Anonymous 0 Comments

Radio and light are both electromagnetic radiation. There are some differences due to the different wavelengths but for a lot of things they are very similar.

How does light know where to go? It doesn’t, it goes in all directions. Or if you put a lens/reflector around the bulb you can make a small patch of light.

The radio equivalent is the antenna, some are designed to send Radio signals equally in all directions, some to send a narrow beam in only one direction.

How is data transmitted? By varying the radio signal. The most basic system would be the equivalent of turning a light on and off, the radio version of signal lights on ships.

This turns out to be a very inefficient way to send data. It’s better to use AM modulation (varying the brightness), FM modulation (varying the colour) or a number of other more complicated methods that don’t have easy to explain equivalents.
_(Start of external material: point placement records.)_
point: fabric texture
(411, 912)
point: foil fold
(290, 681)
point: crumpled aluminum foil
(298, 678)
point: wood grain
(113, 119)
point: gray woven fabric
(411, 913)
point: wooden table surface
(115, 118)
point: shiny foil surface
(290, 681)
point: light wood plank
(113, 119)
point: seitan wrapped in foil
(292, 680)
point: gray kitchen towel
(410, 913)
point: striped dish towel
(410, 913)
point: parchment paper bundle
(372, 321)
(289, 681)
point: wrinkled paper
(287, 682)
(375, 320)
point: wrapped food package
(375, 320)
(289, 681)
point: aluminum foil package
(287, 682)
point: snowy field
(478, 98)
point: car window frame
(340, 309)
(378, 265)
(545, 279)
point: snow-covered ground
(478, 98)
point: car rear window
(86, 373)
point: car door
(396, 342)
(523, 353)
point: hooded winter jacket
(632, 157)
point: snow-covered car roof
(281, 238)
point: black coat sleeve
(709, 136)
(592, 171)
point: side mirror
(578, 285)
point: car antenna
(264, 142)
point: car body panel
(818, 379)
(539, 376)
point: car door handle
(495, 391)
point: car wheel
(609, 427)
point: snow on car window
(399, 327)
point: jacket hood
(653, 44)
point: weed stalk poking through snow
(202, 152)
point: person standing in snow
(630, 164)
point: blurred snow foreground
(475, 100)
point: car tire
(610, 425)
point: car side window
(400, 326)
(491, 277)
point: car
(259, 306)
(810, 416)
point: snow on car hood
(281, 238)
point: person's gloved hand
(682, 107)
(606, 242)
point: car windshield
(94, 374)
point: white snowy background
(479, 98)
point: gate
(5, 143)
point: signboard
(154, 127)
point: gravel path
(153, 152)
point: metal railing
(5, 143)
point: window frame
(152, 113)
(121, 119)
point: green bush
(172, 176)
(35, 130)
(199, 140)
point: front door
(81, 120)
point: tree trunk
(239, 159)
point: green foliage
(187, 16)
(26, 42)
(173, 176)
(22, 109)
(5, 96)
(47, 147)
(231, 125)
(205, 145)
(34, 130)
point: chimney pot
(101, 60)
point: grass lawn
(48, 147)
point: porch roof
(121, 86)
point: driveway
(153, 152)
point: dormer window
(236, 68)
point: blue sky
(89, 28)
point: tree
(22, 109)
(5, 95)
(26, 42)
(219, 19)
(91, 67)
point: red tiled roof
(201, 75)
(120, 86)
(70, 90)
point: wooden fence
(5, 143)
How do lots of radio signals travel at the same time? This is done in a number of ways. By taking turns and by each transmitter using a different colour light are two common and easy to understand methods. There are again other more complex methods that are also used.

Anonymous 0 Comments

Just like with sound, wireless (or radio) goes in all directions (like a donut). Radio waves are essentially light, but way below what is visible to us.
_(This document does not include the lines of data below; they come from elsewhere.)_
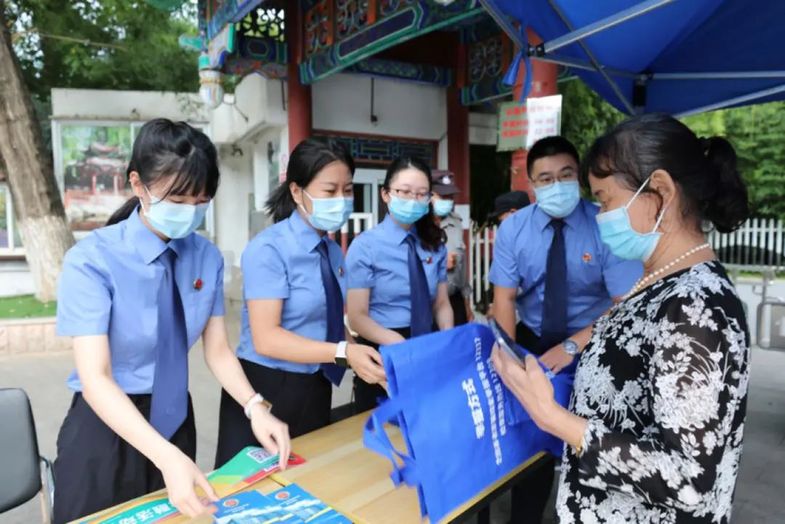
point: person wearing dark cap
(458, 287)
(505, 205)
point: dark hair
(164, 148)
(550, 146)
(704, 169)
(431, 235)
(307, 160)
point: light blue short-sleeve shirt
(109, 286)
(594, 274)
(282, 262)
(378, 260)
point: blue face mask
(443, 208)
(617, 232)
(174, 220)
(558, 199)
(329, 214)
(407, 211)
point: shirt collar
(303, 232)
(395, 232)
(574, 220)
(147, 243)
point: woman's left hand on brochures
(271, 433)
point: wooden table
(264, 486)
(356, 482)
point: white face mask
(173, 220)
(329, 214)
(625, 242)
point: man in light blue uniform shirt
(550, 264)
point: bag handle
(376, 439)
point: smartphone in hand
(514, 350)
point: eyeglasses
(547, 180)
(408, 194)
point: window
(90, 164)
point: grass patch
(26, 306)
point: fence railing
(759, 242)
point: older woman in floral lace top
(655, 427)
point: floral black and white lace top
(663, 384)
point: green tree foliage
(758, 134)
(111, 44)
(585, 115)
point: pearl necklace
(643, 282)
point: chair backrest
(20, 473)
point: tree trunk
(37, 204)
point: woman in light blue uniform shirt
(294, 282)
(135, 296)
(398, 270)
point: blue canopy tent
(676, 56)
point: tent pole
(727, 75)
(582, 64)
(606, 23)
(733, 101)
(593, 59)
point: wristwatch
(570, 347)
(256, 399)
(340, 354)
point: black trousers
(367, 396)
(96, 469)
(530, 496)
(301, 400)
(458, 309)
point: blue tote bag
(463, 429)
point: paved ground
(761, 487)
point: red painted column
(298, 106)
(544, 76)
(458, 129)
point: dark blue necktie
(335, 328)
(554, 308)
(421, 313)
(169, 405)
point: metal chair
(24, 472)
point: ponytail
(704, 169)
(124, 211)
(280, 205)
(728, 207)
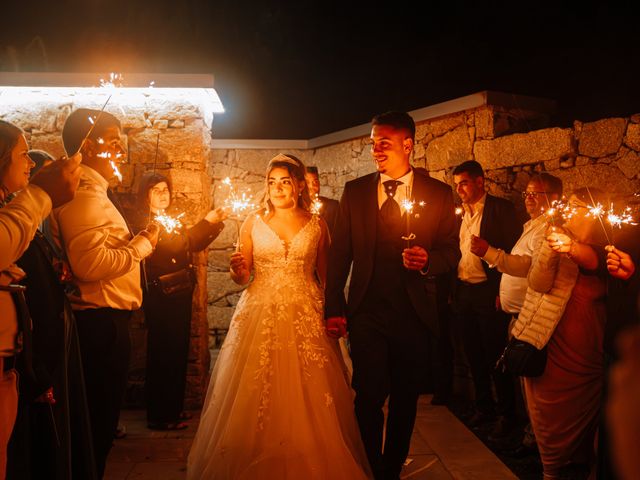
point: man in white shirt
(541, 191)
(105, 260)
(476, 290)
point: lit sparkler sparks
(168, 222)
(407, 205)
(316, 205)
(238, 202)
(618, 219)
(116, 80)
(114, 165)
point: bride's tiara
(282, 158)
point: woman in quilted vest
(564, 311)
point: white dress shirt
(104, 258)
(402, 192)
(470, 268)
(515, 266)
(19, 220)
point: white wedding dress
(279, 405)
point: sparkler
(239, 202)
(169, 223)
(407, 205)
(618, 219)
(114, 165)
(459, 212)
(316, 205)
(93, 121)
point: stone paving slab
(442, 448)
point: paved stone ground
(441, 448)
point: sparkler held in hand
(238, 203)
(169, 223)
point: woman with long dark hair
(167, 302)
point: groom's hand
(336, 327)
(414, 258)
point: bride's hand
(237, 263)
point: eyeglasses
(526, 195)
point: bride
(279, 405)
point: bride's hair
(296, 169)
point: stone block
(50, 143)
(567, 162)
(254, 161)
(606, 177)
(524, 148)
(601, 138)
(483, 120)
(219, 317)
(440, 126)
(520, 182)
(551, 165)
(187, 181)
(334, 157)
(219, 259)
(449, 150)
(629, 164)
(632, 137)
(439, 175)
(220, 284)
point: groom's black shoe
(439, 399)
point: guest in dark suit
(51, 438)
(483, 332)
(391, 310)
(167, 302)
(329, 207)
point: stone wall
(604, 154)
(178, 129)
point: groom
(390, 312)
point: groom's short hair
(397, 120)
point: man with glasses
(476, 291)
(105, 260)
(542, 190)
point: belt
(469, 284)
(8, 363)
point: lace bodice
(279, 264)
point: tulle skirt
(279, 405)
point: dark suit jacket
(354, 242)
(501, 227)
(329, 212)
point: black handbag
(523, 359)
(175, 282)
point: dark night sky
(306, 68)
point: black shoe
(520, 451)
(480, 418)
(439, 399)
(501, 429)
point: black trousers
(484, 332)
(168, 320)
(105, 347)
(388, 350)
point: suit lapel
(370, 209)
(487, 213)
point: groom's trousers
(388, 350)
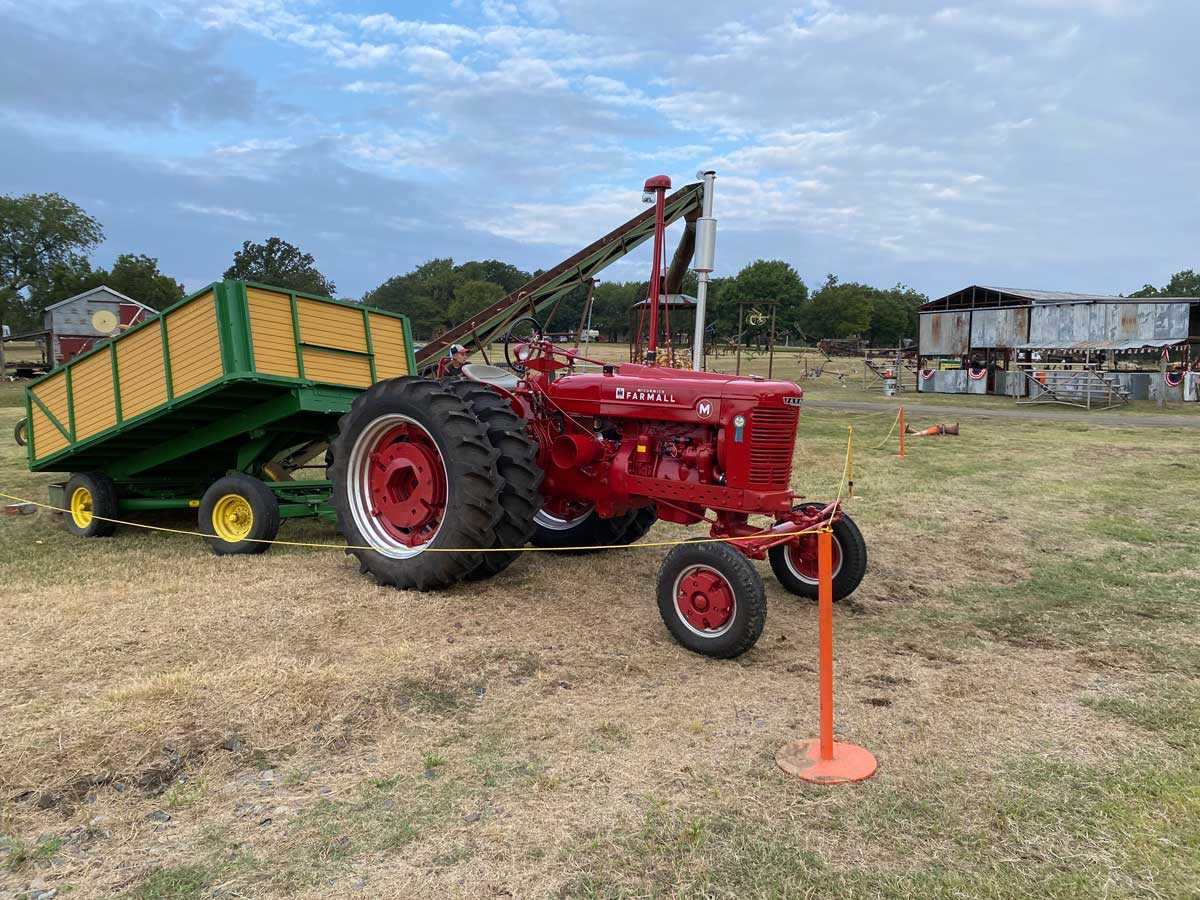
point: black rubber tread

Note that it is possible to focus or direct radio waves. This was done with the “rake” antennae for old school television, dishes for satellite, and MIMO in WiFi.

Anonymous 0 Comments

Wireless communication almost always uses electromagnetic waves or other electromagnetic phenomena like magnetic fields. Sound is an alternative but quite impractical for most applications.

Light is an electromagnetic wave too. If you look at it for communication the main difference is that lots of material that is not transparent to visible light is transparent to radio waves.
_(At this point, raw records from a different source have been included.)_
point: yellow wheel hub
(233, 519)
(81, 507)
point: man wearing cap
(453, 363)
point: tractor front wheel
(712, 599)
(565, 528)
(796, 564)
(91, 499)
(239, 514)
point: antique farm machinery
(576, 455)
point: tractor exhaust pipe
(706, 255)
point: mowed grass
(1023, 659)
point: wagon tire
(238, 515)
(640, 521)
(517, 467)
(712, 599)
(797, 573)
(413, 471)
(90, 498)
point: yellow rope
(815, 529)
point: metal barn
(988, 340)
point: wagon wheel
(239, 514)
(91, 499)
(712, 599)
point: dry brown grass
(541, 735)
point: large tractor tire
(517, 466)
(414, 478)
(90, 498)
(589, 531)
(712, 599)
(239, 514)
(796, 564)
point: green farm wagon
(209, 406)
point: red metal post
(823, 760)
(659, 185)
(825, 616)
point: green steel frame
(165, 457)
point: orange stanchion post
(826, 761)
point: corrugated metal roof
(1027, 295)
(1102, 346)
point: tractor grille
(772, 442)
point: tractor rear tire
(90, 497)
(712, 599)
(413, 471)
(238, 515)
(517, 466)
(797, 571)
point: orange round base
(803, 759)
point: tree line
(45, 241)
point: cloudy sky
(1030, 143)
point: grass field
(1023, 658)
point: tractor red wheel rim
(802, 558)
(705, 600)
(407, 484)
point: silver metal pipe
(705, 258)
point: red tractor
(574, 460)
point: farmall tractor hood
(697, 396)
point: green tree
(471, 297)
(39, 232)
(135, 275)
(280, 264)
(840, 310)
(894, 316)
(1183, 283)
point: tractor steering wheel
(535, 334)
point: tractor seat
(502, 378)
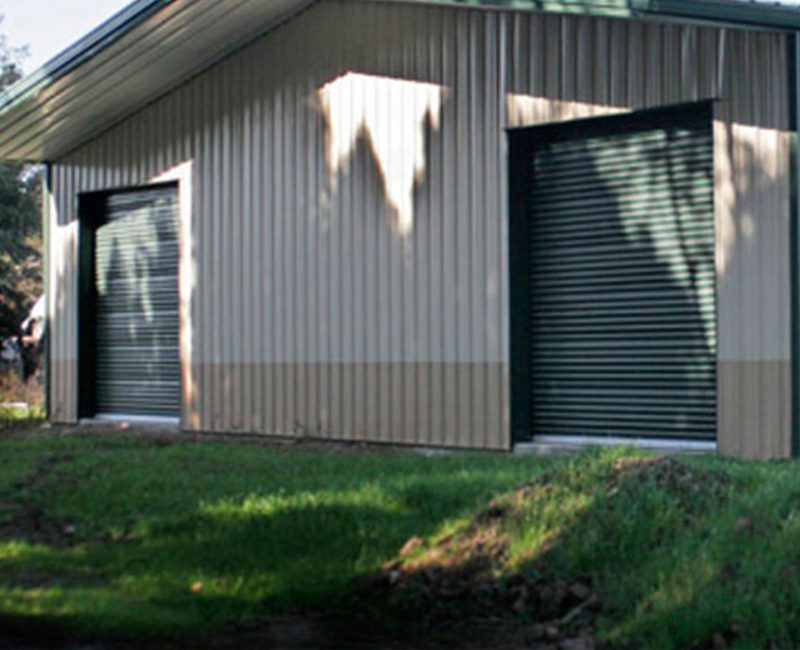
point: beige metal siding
(343, 284)
(609, 65)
The transition of information is like if you do it by blinking with a lamp. Use morse code with a blinking lamp and you have wireless communication. Signal lamps are used that way on military ships for communication.

You can have a lamp that emits light in all directions equally. You can also have a lamp with a reflector that only emits light in one direction. the light does not know where to go, to direct it you need to do it at the sender.

Radio signal do not know where to go just like light, but the device that send them can do that in a specific direction.

Anonymous 0 Comments

The same way light knows where to go when you turn on a light bulb. It doesn’t first scan the room and go “there’s a guy reading over there, we’d better send some light his way”. It just goes all over the place, lighting the entire room. It’s not really directed at all.

In some cases you may have directional antennae, but that just works something like a flashlight: light is sent in *that* general direction, but again, not guided towards any *specific* object or receiver.

Anonymous 0 Comments

The signal isn’t directed to a specific end user device. It’s broadcasted out in a dome around the Access Point (AP), the client device then receives the radio waves, then sends out its own it the same dome shape for the AP to receive.

WiFi is transmitted on either the 2.4 GHz or 5 GHz radio wave frequency.